2nd level: National Network Attack Force. As part of the ongoing efforts to ensure complete trouble-shooting coverage of the national network, the National Network Attack Force (NNAF) has been formed. This group of six individuals provides 24-hours per day/seven-days per week implementation of the T3 network problem resolution process. The team develops NOC diagnostic tools, trains NOC operators, and performs network-related tests. The group reports to the IE manager.
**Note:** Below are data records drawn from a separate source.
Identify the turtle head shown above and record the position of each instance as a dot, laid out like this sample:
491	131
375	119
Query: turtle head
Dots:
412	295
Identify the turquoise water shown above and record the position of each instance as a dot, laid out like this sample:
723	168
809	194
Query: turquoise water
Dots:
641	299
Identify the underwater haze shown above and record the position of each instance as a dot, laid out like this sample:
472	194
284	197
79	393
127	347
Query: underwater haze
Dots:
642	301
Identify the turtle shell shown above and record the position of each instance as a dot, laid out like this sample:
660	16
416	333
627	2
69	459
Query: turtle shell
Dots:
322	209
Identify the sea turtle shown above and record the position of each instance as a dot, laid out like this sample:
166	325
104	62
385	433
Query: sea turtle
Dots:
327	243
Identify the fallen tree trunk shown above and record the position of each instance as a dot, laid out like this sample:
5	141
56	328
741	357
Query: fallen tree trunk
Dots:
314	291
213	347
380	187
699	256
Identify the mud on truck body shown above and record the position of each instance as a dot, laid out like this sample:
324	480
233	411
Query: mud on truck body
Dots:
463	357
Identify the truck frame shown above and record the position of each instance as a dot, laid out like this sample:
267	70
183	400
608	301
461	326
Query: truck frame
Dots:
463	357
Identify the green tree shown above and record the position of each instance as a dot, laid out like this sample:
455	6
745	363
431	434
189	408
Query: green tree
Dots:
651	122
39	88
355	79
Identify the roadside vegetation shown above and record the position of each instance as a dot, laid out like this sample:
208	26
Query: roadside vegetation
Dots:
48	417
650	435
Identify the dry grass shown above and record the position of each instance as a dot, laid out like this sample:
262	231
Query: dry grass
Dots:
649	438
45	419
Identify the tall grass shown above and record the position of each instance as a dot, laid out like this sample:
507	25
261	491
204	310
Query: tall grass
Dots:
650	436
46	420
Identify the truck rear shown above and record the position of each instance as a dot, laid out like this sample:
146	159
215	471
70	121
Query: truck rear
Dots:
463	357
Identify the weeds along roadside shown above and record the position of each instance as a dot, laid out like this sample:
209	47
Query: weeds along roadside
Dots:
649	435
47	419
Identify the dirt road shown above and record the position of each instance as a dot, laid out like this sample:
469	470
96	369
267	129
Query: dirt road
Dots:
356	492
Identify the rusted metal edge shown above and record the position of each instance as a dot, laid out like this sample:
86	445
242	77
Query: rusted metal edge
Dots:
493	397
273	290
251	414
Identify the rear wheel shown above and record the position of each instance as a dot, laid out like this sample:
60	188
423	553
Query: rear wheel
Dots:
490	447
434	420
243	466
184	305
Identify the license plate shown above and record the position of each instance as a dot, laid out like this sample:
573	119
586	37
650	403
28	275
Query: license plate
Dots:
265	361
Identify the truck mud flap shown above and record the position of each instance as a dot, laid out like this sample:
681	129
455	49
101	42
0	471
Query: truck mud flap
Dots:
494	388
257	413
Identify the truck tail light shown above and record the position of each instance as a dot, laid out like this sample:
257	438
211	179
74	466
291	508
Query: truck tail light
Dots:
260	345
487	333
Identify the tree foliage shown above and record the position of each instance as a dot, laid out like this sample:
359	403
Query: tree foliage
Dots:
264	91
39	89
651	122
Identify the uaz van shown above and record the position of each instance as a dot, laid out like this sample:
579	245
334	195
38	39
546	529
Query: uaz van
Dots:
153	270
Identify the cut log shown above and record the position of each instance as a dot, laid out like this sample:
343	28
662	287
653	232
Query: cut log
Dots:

3rd Level: Internet Engineering Group. A number of the tasks indicated above were previously handled by the Internet Engineering staff. As the NNAF members assume those duties, the Internet Engineers will have time to pursue longer-term engineering activities and for attending to the highest priority problems which reach the third level of escalation.

Future T3

The mix of a solid foundation plus future leading edge technology such as the imminent deployment of the new IBM-developed, high-performance
interfaces for the RS/6000-based routers, helps ensure that notable network performance will be realized.

As noted on page 10 of this issue, the National Science Board recently approved a request by the National Science Foundation to extend the current Cooperative Agreement with Merit for a period of up to 18 months beyond the November 1992 expiration date of the current contract.

Developers and engineers within the partnership continue to work toward a greater understanding of the interactions of application and network engineering, and to tune the network to maximize efficiency as the user base grows.

Taken from The Link Letter, Vol. 5 No. 1, March/April 1992.